PS...is this $TMPDIR the same for all jobs, or would two jobs running on the same compute node have different $TMPDIR?

rwest commented 12 years ago

$TMPDIR is unique to the job. For my job number 79895 currently running in the long queue, it is /tmp/79895.1.long1

gmagoon commented 12 years ago

I'm not sure exactly what went wrong here, but it seems that when generating the InChIKey, the InChI process somehow failed (though apparently not in the same way as in issue #184, as the failure does not seem to have been caught by the Java code) and the InChIKey associated with the InChI output from the previous molecule was read in. When the process was rerun for generating the InChI, however, everything apparently worked fine, and the correct InChI was read in. (Note that the InChIKey and InChI are generated in two separate InChI runs. Aside from performance considerations, however, this isn't the root issue here.) If someone can come up with a better explanation of what went wrong here, I'm like to hear your thoughts.
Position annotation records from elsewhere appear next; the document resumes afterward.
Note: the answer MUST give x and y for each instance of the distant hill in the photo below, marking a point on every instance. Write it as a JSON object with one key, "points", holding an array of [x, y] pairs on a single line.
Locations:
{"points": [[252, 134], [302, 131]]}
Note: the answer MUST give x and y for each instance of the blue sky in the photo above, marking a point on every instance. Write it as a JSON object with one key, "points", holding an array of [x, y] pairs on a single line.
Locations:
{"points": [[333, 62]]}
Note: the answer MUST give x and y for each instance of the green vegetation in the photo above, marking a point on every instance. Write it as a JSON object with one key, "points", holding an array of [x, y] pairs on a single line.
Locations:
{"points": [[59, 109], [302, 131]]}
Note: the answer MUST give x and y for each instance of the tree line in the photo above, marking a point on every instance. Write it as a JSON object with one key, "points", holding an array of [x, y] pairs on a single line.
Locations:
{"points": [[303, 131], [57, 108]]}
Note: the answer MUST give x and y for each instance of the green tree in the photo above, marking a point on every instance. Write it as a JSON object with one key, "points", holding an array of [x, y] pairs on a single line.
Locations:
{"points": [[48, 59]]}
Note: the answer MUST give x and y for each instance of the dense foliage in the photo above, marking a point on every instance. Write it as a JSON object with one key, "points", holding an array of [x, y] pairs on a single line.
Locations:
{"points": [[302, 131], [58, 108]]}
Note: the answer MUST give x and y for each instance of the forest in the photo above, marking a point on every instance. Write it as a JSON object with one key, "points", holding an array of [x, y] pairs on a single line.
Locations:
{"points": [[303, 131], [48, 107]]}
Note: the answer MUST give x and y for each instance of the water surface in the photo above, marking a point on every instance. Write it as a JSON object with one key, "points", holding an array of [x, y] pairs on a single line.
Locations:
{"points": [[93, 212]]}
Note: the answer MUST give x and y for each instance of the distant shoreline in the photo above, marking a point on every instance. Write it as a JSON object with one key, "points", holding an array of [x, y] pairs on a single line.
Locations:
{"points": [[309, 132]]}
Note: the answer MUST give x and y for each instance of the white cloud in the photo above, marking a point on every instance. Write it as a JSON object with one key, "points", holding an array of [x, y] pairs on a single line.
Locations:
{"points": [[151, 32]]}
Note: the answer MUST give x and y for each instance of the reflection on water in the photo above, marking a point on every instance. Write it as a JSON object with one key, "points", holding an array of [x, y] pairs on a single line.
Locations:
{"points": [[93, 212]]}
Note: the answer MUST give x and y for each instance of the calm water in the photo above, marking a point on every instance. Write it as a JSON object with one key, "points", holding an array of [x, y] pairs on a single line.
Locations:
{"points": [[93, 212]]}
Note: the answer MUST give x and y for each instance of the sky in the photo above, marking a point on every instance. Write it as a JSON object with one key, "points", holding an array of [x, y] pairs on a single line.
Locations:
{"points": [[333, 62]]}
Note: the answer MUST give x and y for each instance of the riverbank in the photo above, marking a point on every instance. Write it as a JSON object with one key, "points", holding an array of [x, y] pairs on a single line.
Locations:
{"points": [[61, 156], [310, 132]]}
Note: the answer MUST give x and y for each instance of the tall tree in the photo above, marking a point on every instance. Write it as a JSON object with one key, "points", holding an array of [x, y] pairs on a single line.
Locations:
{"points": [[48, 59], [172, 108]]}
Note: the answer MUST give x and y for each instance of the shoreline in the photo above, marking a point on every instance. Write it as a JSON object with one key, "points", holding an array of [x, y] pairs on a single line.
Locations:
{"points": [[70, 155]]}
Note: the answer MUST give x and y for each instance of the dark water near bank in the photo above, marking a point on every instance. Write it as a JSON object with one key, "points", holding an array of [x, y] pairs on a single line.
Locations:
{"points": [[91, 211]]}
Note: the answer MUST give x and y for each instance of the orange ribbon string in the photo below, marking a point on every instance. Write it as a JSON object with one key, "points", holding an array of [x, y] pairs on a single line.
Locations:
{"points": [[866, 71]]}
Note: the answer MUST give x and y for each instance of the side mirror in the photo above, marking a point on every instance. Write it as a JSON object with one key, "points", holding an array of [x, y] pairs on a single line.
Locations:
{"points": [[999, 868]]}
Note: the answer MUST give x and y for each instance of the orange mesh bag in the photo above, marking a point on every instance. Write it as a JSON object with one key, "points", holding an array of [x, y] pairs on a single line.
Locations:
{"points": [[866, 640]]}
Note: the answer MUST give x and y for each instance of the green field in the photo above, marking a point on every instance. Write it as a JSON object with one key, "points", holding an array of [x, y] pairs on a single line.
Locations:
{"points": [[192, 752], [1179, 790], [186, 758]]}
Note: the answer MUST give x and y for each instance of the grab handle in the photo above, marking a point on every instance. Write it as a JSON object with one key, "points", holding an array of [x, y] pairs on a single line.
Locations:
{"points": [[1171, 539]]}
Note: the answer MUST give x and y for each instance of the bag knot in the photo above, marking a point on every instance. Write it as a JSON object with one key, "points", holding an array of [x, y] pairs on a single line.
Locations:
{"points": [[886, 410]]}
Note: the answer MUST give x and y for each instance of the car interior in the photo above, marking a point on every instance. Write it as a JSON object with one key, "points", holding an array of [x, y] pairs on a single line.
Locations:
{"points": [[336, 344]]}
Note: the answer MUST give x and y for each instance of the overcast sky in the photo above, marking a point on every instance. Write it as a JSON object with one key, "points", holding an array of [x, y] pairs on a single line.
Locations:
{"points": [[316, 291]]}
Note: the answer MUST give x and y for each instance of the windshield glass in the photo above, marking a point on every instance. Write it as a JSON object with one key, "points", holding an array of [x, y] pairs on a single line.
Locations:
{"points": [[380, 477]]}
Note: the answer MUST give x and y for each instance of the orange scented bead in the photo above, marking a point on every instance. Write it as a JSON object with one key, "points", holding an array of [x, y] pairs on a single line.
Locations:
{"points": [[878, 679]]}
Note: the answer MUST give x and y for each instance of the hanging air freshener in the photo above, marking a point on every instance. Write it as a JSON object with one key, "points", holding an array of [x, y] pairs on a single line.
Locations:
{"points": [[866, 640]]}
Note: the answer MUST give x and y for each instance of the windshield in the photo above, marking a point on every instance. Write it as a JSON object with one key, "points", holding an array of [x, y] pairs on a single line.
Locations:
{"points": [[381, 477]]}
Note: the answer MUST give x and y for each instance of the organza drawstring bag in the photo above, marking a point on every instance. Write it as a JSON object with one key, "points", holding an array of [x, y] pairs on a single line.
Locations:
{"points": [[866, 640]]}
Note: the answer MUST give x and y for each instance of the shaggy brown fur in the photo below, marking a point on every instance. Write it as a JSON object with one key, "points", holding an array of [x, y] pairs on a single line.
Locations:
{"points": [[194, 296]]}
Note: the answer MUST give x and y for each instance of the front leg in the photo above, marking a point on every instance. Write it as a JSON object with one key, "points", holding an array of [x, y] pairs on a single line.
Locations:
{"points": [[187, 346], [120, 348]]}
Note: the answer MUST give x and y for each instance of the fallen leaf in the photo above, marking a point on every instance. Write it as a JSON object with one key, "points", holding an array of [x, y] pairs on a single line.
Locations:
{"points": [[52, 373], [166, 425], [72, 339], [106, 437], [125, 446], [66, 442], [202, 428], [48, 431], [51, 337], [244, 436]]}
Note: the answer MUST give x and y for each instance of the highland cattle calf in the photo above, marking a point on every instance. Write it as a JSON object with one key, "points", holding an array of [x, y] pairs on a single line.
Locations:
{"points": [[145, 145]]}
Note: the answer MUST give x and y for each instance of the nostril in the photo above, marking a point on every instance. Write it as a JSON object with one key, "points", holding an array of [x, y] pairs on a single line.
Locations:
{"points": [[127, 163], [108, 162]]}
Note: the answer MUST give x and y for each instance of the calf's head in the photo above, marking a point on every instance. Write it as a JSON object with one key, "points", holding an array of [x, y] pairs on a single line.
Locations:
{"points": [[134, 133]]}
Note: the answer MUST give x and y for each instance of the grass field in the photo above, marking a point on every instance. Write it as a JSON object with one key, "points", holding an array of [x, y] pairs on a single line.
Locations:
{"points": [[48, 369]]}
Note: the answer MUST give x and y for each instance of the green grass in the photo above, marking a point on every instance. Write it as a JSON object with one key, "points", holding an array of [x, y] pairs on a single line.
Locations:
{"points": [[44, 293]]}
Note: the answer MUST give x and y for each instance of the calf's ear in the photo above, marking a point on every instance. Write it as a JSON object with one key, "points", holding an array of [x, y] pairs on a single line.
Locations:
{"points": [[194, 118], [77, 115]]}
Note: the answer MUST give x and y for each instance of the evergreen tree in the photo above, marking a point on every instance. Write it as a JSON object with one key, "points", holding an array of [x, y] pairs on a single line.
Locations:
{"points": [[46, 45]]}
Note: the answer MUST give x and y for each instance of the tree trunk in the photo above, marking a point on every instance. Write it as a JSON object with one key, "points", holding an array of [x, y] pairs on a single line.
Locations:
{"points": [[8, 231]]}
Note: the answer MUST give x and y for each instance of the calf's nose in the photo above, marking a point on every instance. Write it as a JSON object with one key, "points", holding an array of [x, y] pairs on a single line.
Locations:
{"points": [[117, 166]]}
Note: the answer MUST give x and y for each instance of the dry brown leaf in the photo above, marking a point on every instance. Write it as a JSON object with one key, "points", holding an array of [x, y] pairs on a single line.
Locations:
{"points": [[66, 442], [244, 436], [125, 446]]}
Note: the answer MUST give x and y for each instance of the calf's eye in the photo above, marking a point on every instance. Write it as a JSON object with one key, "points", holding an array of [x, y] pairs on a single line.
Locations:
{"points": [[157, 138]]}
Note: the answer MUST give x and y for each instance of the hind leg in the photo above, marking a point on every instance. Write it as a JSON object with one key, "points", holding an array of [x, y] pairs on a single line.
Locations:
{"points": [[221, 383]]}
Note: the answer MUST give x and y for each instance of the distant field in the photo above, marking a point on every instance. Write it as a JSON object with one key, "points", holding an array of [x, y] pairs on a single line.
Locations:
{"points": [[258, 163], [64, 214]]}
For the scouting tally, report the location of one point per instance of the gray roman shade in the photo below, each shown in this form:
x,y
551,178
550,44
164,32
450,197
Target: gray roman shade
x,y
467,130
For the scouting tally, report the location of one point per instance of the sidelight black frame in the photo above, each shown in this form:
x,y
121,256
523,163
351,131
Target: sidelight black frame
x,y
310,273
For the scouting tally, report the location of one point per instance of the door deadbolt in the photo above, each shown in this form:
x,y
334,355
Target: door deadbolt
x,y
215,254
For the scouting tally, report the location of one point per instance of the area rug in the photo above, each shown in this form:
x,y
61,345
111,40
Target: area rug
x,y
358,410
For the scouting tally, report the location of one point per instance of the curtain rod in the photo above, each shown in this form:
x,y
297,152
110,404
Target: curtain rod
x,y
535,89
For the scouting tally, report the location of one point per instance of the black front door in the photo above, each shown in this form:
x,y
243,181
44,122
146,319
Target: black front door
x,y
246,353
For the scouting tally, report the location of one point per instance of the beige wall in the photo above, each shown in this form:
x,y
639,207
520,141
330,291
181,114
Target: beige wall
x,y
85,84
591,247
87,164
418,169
So what I will do is modify the InChI generation code to remove the old species.mol and species.txt files before rewriting them. I will also have RMG print out the ChemGraph when failing in this manner, which may prove to make future debugging a little easier.

(UPDATE: The second debugging line is not as easy as I had expected, but as it is not critical, and I don't think it is relevant here, I'm just going to focus on the first.)

By the way, did this occur around the time that @rajeshdparmar submitted a new job, as was the case with issue #184?